Riels Heritage Minute war eigentlich seit Anfang der 2000er Jahre Teil der Museumsausstellung über den Métis-Anführer, wurde aber aufgrund der heiklen Thematik vor einigen Jahren entfernt.
„Der Inhalt könnte für viele Menschen ein Auslöser sein, allein das Thema und Riels Tod waren wirklich ziemlich brutal“, sagte Desrochers. „Ich denke, es gibt definitiv einen besseren Weg, Riel als Teil unserer Geschichte darzustellen und ihn in Zukunft zu ehren.“
Nicht das erste Mal, dass Riels Video zurückgezogen wurde, sagt Geschichtsprofessor
Dies ist nicht das erste Mal, dass Riels Heritage Minute-Video aus der Öffentlichkeit genommen wurde.
„Es wurde ziemlich schnell zurückgezogen, nachdem es fertiggestellt war“, sagte Adele Perry, Professorin für Geschichte an der Universität von Manitoba und Direktorin des Zentrums für Menschenrechtsforschung.
Sie sagte, dass sich die Heritage Minutes damals eher auf die „heiteren“ Aspekte der kanadischen Vergangenheit konzentrierten – und Riels Video eine deutliche Abkehr davon darstellte.

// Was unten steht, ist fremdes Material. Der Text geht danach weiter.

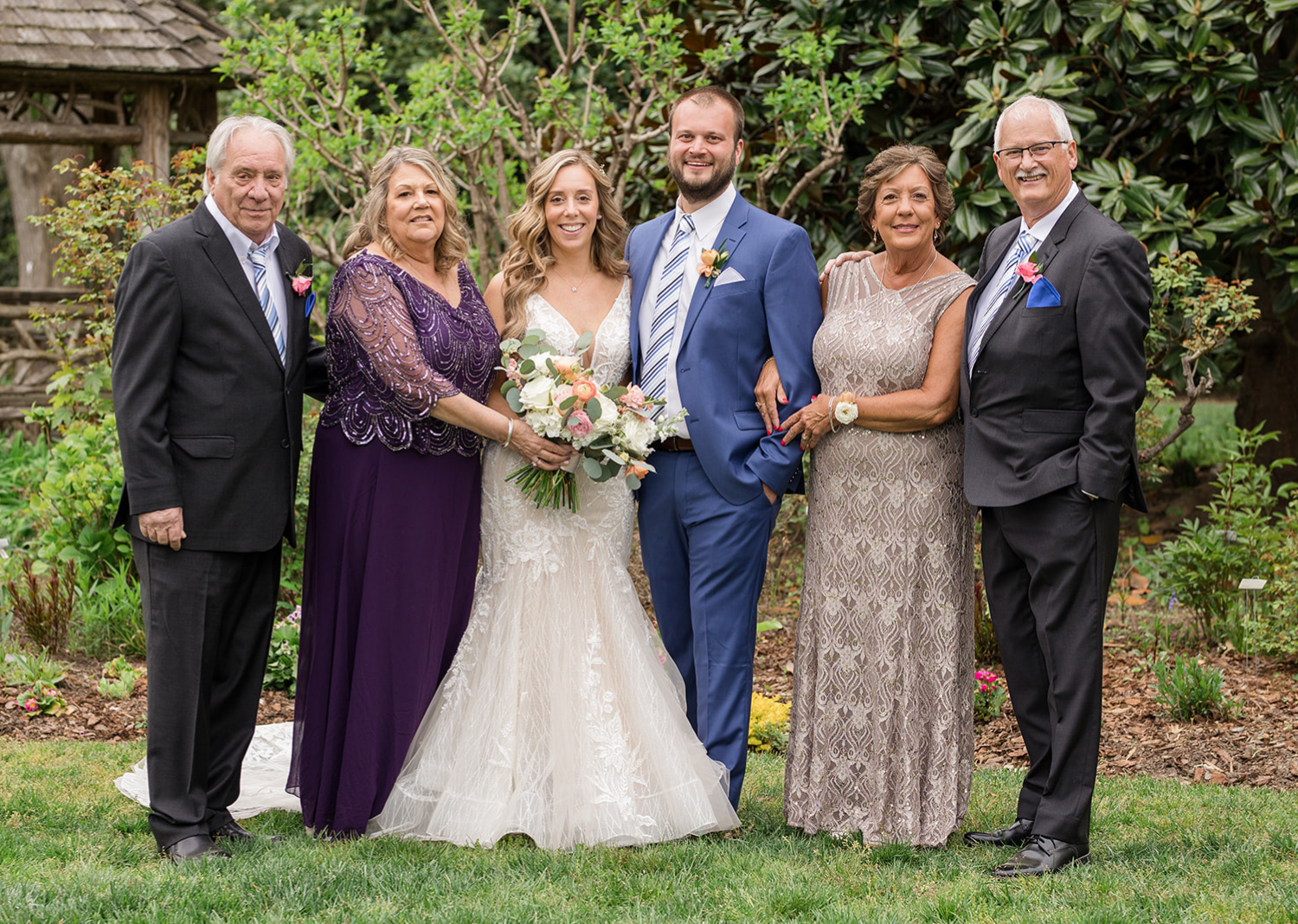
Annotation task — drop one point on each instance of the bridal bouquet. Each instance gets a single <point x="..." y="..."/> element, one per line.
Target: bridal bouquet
<point x="558" y="399"/>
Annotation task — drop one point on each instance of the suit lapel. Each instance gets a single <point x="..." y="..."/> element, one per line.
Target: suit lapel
<point x="222" y="256"/>
<point x="727" y="238"/>
<point x="1045" y="252"/>
<point x="641" y="251"/>
<point x="999" y="248"/>
<point x="296" y="319"/>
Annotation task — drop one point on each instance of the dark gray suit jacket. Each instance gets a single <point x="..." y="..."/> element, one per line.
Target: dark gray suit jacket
<point x="208" y="417"/>
<point x="1051" y="399"/>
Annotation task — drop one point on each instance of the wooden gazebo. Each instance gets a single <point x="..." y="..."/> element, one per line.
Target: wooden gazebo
<point x="108" y="73"/>
<point x="87" y="77"/>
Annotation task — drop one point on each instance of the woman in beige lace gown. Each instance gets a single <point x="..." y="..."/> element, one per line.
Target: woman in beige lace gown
<point x="882" y="737"/>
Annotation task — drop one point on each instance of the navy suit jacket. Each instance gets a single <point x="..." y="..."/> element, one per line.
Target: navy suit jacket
<point x="1053" y="395"/>
<point x="731" y="329"/>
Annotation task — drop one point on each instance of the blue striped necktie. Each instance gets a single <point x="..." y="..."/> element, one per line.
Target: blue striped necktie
<point x="257" y="257"/>
<point x="662" y="329"/>
<point x="1020" y="249"/>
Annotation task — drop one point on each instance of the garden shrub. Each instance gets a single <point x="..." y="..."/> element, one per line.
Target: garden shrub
<point x="1191" y="690"/>
<point x="43" y="605"/>
<point x="109" y="617"/>
<point x="1240" y="539"/>
<point x="989" y="695"/>
<point x="282" y="661"/>
<point x="768" y="724"/>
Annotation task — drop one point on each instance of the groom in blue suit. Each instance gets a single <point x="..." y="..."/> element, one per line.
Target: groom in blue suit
<point x="716" y="290"/>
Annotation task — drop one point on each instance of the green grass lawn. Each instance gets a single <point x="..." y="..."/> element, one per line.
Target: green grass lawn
<point x="74" y="850"/>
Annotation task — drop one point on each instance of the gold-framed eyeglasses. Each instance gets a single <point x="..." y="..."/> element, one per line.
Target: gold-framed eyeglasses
<point x="1038" y="151"/>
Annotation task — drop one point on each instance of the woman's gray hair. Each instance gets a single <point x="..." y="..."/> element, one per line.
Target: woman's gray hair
<point x="220" y="142"/>
<point x="371" y="226"/>
<point x="1057" y="116"/>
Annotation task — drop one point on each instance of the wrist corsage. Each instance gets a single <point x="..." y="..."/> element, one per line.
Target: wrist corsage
<point x="845" y="409"/>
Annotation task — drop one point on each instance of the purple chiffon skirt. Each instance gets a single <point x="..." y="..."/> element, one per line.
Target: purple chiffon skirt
<point x="387" y="588"/>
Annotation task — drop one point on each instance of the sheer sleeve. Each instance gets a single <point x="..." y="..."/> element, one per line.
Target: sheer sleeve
<point x="373" y="313"/>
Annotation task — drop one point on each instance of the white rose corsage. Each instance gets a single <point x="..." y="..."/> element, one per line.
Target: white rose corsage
<point x="845" y="409"/>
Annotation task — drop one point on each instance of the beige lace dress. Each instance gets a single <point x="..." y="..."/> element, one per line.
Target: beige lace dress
<point x="882" y="737"/>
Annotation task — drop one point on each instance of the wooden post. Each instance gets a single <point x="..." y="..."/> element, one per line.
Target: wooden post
<point x="153" y="117"/>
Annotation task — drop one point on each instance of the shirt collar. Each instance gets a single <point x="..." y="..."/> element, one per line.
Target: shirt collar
<point x="709" y="218"/>
<point x="1043" y="228"/>
<point x="241" y="241"/>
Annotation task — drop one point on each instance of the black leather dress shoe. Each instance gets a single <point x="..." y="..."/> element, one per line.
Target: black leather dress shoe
<point x="1014" y="836"/>
<point x="192" y="849"/>
<point x="236" y="832"/>
<point x="1041" y="856"/>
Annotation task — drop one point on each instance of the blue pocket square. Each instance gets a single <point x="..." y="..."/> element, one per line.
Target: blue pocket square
<point x="1044" y="295"/>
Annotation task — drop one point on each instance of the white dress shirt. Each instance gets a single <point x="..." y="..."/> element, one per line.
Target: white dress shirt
<point x="1038" y="233"/>
<point x="243" y="246"/>
<point x="708" y="223"/>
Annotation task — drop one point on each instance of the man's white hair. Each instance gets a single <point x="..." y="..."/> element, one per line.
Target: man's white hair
<point x="1057" y="116"/>
<point x="222" y="134"/>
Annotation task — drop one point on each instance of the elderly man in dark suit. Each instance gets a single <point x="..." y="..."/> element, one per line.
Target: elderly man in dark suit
<point x="1054" y="371"/>
<point x="210" y="358"/>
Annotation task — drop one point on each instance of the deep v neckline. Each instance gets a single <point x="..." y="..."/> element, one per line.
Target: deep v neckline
<point x="599" y="329"/>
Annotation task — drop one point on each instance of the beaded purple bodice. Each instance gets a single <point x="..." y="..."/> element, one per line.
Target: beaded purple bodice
<point x="396" y="348"/>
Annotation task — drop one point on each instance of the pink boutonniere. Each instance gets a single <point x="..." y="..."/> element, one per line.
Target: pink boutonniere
<point x="710" y="262"/>
<point x="1028" y="269"/>
<point x="301" y="278"/>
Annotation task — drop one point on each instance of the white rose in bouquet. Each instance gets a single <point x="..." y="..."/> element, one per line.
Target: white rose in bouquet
<point x="535" y="395"/>
<point x="638" y="433"/>
<point x="607" y="420"/>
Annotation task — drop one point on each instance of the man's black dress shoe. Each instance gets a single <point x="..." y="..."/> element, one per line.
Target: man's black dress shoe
<point x="191" y="849"/>
<point x="236" y="832"/>
<point x="1041" y="856"/>
<point x="1014" y="836"/>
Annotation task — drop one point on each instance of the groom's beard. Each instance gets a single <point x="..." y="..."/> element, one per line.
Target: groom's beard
<point x="709" y="189"/>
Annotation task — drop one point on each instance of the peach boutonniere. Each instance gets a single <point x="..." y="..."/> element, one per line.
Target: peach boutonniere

„Es schilderte sehr konkret den Tod eines indigenen Anführers unter Umständen, die ganz klar dem kanadischen Staat angelastet werden konnten. Und ich glaube, damals empfand man das als nicht besonders schmackhaft und deshalb wurde es zurückgezogen.“
Eine Statue von Louis Riel auf dem Gelände des Manitoba Legislative Building ist am 21. Juni 2024 abgebildet. (Danton Unger/CTV News Winnipeg)
Als der Katalog von Historica Canada online gestellt wurde, war das Riel-Video erneut enthalten – bis 2020.
Perry sagte, das Verschwinden des Videos werfe einige Fragen hinsichtlich der Darstellung der Geschichte Kanadas auf.
„Betrachten wir die Geschichte als Hilfe, um uns mit der komplizierten Vergangenheit und der komplizierten Gegenwart auseinanderzusetzen?“, fragte Perry. „Denn wir wissen, dass das Kanada, in dem wir leben, nicht einfach ein Ort ist, an dem es fröhliche Enden und glückliche Geschichten gibt.“
Chartrand sagte, man könne Riels Tod nicht ignorieren, doch müssten auch viele seiner Leistungen gewürdigt werden.
„Er ist der Vater von Manitoba. Er ist auch der erste Premierminister von Manitoba“, sagte er. „Wir haben einen langen Weg zurückgelegt, aber wir haben Jahrzehnte und Jahrzehnte und Jahrzehnte gebraucht, um dorthin zu gelangen.“
Historica Canada teilte CTV News mit, dass es gegenwärtig keine Pläne gebe, das Louis-Riel-Video oder andere Heritage Minutes neu zu verfilmen.